Arriving in Oxford in 1985, he established the Robotics Laboratory and recruited Andrew Blake, Andrew Zisserman, Stephen Cameron, Hugh Durrant-Whyte, Lionel Tarassenko, Alison Noble, David Murray. His initial focus was on mobile robotics, where he worked closely with Huosheng Hu Jan Grothusen, Stephen Smith, Mark Jenkinson, and Ian Reid. This was a collaboration with GEC Electrical Products and led in 1991 to the formation of Guidance Navigation Systems Ltd. The primary interest of this work was sensor data fusion and the real-time detection of obstacles in a robot vehicle’s planned path, leading to a “slalom” manoeuvre to avoid it, or, if this was judged infeasible by the robot, a complete re-planning of the path to the goal.
Finishing a spell as Head of Engineering Science, Brady was awarded an EPSRC Senior Fellowship, during which he spent two year-long periods in the INRIA Laboratory headed by Nicholas Ayache. Brady had begun to switch from robotics to medical imaging, specifically breast cancer, in 1989, following the death of his mother-in-law Dr. Irene Friedlander from the disease. For the past 29 years he has worked with Ralph Highnam, first supervising Ralph’s thesis, then co-authoring a monograph Mammographic Image Analysis, then co-founding Mirada Solutions Ltd and subsequently Volpara Health Technologies. Together, they developed an influential mathematical model of the fluence of X-rays through the female breast as a basis for analysis of mammographic images. This work was done in collaboration with Ralph Highnam and pioneered an entirely novel “physics-based” approach. This attracted the interest of Nico Karssemeijer and led to further collaborations and the company ScreenPoint bv co-founded by Mike and Nico.

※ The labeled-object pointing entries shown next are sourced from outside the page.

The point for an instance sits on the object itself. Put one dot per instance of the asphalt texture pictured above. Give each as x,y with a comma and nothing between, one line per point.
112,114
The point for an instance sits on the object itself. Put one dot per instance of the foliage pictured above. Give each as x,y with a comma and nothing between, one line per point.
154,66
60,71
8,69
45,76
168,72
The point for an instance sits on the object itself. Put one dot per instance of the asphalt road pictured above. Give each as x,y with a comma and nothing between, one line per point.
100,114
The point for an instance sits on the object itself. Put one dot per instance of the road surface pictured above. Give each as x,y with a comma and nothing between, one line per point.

Brady’s work in image analysis, specifically medical image analysis, has been wide ranging and he has contributed algorithms for image segmentation, image registration and feature detection. With Timor Kadir and Andrew Zisserman he introduced the influential Kadir–Brady saliency detector at the European Conference on Computer Vision in 2004. During his research career, Brady has supervised 115 students including Alison Noble, David Forsyth, and Demetri Terzopoulos Philip Agre, Wenjia Bai, Margaret Fleck, Ralph Highnam Huosheng Hu, Faraz Janan, Kieran Smallbone, Stephen Smith and Mark Woolrich
Outside of academia, Brady has been involved with numerous start-up companies in the field of medical imaging including Matakina and ScreenPoint, Mirada Medical and Perspectum Diagnostics.

Awards and honours

Brady was elected a Fellow of the Royal Society in 1997. His certificate of election reads:
Brady was knighted in the 2004 New Year Honours for services to engineering. He delivered the Turing Lecture in 2009. He was also awarded the Faraday Medal from the Institution of Electrical Engineers in 2000, the Millennium Medal from the Institute of Electrical and Electronics Engineers in 2000. He was elected a Fellow of the Academy of Medical Sciences and a Fellow of the Royal Academy of Engineering. Brady holds Honorary Doctorates from the University of Manchester, the University of Liverpool, the University of York, the University of Essex, the University of Southampton, Oxford Brookes University, and Paul Sabatier University, Changsha and Chongqing.